Not that I really thought they would. What I was really hoping is that native Muscovites reading my inept attempts at ethnography would (a) find my misreadings amusing, and (b) write in to tell me what it was that I was actually seeing. And if any of you can spare the time to send me a better explanation of what I saw, I'll print it in the next CityBeat.
Note: Kitai-Gorod station is on Lubyanskii Proezd, a very wide avenue with a park-like green strip down the middle. The entrance I use is at the uphill end, the corner of Maroseyka St. You enter the station from either side of Lubyanskii, then walk through a perekhod to a central Metro entrance. Along the perekhod are little stores and kiosks selling clothes, food, books, DVDs, CDs and leather. And speaking of leather: Kitai-Gorod is supposed to be a big gay pickup spot. Many of our DeathPorn stories start with a pickup at the Plevna monument on the Maroseyka corner. So it was with high hopes for some good scenes of decadence that I began my first scientific stroll....
The station's not busy. Why not? Moscow's rush hours are strange. The Metro is packed at noon and all but empty at 5:00 pm. I heard that's because most people's working hours are still 10-7, but then why is the perekhod so uncrowded now, at 7? It could be that they've all gone to the dacha, but still, in a city of 10 million, you'd expect this downtown metro to be packed, dacha or no.
Two women are smoking at the entrance to the perekhod, which made me realize people take the no smoking rule in the Metro very seriously. Smoking makes sense at the entrance, because it's where men like to drink and piss, and the counter-odor of tobacco smoke is welcome.
The kiosks along the perekhod are still open, pop music blasting, and people walk quickly toward the entrance. Two militsia in gray Afrika Korps caps are standing right by the entrance, scanning the crowd like bears on a salmon stream, looking for a juicy victim.
There are lots of pairs of young women, some groups of three or four with arms linked, heading for the station entrance. Excited, going somewhere.

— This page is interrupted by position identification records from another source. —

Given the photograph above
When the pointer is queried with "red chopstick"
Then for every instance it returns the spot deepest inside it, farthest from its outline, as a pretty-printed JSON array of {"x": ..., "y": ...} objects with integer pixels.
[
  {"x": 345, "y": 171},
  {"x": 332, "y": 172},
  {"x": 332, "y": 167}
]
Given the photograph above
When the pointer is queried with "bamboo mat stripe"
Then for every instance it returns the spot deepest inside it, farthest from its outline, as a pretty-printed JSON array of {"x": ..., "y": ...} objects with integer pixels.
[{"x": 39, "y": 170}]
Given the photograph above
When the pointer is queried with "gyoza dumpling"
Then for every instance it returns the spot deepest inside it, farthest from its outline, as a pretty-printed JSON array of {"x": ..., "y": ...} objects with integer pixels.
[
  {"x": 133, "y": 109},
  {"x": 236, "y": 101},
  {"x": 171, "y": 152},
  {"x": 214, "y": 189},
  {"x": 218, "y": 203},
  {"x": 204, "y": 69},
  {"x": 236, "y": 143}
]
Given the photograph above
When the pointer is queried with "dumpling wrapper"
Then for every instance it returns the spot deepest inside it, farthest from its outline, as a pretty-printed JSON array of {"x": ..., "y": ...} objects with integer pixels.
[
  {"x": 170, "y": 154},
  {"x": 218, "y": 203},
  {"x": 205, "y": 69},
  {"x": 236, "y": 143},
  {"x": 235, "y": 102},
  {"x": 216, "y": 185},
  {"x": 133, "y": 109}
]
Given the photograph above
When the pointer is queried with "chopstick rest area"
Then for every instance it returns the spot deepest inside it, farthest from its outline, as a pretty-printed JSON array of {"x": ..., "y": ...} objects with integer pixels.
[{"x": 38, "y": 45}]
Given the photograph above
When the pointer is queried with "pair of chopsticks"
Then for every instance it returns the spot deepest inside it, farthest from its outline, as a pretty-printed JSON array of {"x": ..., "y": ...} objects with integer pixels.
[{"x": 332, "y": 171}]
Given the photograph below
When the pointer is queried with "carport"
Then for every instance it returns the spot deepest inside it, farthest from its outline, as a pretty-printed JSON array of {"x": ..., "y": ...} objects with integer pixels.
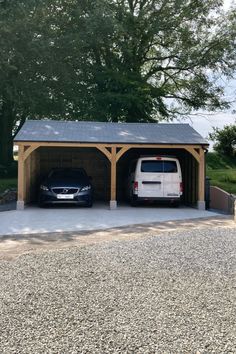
[{"x": 105, "y": 151}]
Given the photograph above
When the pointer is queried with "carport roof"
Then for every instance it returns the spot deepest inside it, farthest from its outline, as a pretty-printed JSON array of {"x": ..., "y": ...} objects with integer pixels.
[{"x": 100, "y": 132}]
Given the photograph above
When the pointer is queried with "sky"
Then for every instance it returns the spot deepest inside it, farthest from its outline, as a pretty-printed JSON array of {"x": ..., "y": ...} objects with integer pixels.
[{"x": 203, "y": 122}]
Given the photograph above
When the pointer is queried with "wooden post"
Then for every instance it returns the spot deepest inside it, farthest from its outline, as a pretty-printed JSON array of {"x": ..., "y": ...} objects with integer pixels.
[
  {"x": 201, "y": 181},
  {"x": 113, "y": 202},
  {"x": 235, "y": 210},
  {"x": 21, "y": 179}
]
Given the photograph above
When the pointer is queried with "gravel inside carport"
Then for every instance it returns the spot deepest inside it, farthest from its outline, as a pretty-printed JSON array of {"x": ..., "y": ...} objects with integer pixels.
[{"x": 171, "y": 293}]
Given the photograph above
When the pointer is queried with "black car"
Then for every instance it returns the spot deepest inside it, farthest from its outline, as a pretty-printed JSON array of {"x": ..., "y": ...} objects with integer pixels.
[{"x": 66, "y": 185}]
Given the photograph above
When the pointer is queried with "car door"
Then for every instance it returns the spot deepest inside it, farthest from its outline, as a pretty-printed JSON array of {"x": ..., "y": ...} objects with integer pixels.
[
  {"x": 150, "y": 178},
  {"x": 172, "y": 178}
]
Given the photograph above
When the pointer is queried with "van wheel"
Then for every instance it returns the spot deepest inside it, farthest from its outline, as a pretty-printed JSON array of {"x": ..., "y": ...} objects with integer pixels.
[{"x": 174, "y": 204}]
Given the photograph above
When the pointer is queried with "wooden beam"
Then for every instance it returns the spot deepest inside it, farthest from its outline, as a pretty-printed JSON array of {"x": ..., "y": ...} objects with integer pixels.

Darker outside, strange sight on the way to the perekhod: cars parked everywhere around my alley with men in them, reading books. They weren't there an hour ago. They don't look poor. Don't they have something better to do?

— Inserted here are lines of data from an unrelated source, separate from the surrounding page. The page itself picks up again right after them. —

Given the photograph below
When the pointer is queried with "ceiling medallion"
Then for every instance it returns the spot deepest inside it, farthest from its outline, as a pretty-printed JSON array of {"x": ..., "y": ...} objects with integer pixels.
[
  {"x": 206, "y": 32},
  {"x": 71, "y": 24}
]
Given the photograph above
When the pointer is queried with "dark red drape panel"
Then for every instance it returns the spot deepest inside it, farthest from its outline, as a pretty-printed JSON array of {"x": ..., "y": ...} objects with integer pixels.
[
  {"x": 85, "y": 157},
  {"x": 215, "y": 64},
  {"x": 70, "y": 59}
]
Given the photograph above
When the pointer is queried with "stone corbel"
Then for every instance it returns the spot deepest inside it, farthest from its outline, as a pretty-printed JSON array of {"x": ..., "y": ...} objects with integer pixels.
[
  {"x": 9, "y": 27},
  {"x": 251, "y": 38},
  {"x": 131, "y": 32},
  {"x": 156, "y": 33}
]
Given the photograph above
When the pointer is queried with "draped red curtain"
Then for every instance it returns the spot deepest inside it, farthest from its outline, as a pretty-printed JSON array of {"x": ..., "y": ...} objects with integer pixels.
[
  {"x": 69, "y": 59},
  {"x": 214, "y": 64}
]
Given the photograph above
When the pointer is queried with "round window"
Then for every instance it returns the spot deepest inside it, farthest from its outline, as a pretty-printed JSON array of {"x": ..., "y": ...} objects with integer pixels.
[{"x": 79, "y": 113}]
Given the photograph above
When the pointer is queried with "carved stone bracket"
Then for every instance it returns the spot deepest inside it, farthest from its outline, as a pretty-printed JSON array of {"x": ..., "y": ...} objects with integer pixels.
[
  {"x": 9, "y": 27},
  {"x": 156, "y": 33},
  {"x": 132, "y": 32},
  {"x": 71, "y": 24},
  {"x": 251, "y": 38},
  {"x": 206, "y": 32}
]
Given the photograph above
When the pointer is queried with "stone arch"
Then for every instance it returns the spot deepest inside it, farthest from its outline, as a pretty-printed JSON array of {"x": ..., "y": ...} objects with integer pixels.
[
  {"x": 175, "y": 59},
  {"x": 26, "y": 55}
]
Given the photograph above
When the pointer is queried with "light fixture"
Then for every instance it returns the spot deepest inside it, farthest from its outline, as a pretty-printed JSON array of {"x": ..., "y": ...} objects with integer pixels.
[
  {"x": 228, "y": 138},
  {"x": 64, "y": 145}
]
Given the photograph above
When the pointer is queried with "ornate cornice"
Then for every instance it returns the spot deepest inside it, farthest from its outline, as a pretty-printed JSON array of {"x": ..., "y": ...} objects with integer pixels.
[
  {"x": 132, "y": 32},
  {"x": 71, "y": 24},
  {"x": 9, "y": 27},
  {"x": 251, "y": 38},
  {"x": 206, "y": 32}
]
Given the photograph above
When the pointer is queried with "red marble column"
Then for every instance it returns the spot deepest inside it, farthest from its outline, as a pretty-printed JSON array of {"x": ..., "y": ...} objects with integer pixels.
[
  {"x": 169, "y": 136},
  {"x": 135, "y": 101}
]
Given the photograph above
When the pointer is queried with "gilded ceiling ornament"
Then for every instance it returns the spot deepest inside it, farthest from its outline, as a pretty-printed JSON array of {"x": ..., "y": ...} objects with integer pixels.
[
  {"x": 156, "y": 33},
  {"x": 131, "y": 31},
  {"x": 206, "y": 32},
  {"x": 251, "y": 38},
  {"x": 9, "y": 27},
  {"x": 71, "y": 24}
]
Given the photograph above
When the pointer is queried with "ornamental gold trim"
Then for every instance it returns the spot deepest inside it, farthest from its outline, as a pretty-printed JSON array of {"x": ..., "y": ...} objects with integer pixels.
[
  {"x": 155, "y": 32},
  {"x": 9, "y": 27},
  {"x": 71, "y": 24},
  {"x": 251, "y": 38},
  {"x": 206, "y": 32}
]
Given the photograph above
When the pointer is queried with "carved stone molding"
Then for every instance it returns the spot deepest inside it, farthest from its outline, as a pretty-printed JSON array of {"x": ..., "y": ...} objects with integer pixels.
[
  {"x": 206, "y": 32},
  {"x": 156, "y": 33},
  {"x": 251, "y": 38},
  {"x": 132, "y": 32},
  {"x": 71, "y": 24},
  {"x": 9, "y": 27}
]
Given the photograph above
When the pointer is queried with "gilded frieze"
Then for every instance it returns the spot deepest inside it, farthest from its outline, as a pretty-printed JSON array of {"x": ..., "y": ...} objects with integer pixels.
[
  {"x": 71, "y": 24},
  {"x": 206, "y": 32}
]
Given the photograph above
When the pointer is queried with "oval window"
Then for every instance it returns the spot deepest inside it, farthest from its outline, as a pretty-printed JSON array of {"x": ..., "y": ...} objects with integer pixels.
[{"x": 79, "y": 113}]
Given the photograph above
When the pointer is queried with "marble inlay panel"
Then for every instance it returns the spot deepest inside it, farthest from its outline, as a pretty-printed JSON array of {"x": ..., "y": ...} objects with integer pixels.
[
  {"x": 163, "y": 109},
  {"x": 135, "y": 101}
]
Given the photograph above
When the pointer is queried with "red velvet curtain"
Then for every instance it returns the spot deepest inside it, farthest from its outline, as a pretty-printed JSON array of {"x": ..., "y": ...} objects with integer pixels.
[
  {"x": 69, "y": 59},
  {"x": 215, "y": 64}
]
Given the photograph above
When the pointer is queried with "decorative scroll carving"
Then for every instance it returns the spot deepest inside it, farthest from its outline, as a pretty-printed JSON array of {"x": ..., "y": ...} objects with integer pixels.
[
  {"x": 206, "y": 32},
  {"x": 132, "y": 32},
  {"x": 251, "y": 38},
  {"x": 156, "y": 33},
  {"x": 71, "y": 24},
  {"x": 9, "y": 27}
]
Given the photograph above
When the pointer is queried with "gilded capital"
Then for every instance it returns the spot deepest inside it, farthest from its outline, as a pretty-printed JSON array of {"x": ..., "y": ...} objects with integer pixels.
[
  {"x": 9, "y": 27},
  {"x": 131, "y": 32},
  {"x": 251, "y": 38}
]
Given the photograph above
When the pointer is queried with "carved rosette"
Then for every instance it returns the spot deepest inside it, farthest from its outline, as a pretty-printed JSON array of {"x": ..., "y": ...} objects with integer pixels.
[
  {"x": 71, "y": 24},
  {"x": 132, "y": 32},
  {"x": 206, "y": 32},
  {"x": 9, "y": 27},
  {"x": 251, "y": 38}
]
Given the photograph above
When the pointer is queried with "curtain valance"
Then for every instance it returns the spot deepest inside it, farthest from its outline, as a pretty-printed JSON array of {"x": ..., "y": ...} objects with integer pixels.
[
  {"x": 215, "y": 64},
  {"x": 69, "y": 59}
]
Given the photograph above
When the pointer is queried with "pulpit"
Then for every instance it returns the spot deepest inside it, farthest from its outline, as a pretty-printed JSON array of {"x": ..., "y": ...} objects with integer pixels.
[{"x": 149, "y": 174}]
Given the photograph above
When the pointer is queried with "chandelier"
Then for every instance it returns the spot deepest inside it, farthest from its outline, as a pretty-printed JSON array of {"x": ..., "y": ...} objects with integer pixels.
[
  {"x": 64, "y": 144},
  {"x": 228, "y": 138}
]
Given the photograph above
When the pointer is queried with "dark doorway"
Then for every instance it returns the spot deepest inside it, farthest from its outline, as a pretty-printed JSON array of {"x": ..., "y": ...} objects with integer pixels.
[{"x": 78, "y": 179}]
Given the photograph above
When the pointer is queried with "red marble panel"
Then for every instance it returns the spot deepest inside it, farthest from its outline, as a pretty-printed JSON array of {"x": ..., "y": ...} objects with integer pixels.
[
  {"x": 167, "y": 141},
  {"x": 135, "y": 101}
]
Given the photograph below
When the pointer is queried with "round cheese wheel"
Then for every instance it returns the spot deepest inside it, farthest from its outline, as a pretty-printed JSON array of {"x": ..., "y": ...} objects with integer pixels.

The perekhod is even less crowded now. Where is everybody? There's room for some very strange people to squat, literally, in the perekhod. For example, some guy has set up a cutoff cardboard box right on the dirty concrete floor of the perekhod and he's playing some sort of three-card monte game with a sucker who's also sitting on the floor. Russian men don't sit on concrete, they squat. These guys sit. Does that mean they have no self-respect?
No luck with the urban squalor, damn it. Everything's very cheery and peaceful, so much so that I decided to go up topside to see what's going on in the Plevna Monument and the park.
It was different up there: faster, more nervous. Dozens of people standing around the monument, an ugly Victorian Dalek with a gold dildo tip. There were men chatting in pairs, and others hovering around looking over newcomers. Or at least that's what I thought they were doing. Maybe they were just standing around. Feeling a little awkward by the Monument, I strolled downhill, toward the bottom of Lubyanskii. Very shady among the trees. At one point an aged man who looked like an exiled Oxford don, maybe the legendary fifth or sixth man in a British spy ring, veered sharply across the path toward me. A real journalist would've engaged him in conversation, gotten some good Graham Greene stories out of him, but your intrepid CityBeat reporter isn't quite that intrepid. So I out-veered him, zooming down the path before he started reminiscing about his weekend with Waugh at Balliol.
This brought me down to the other end of the park, where an even bigger monument honors Kirill, creator of the eponymous alphabet, and his sidekick Mefodii. Here I made my first discovery: the park is bipolar! This pole at the lower end, this monument, is hetero and slack, with lots of lolling and guffaws, in sharp contrast to the alert and quiet tone of Plevna, up the hill.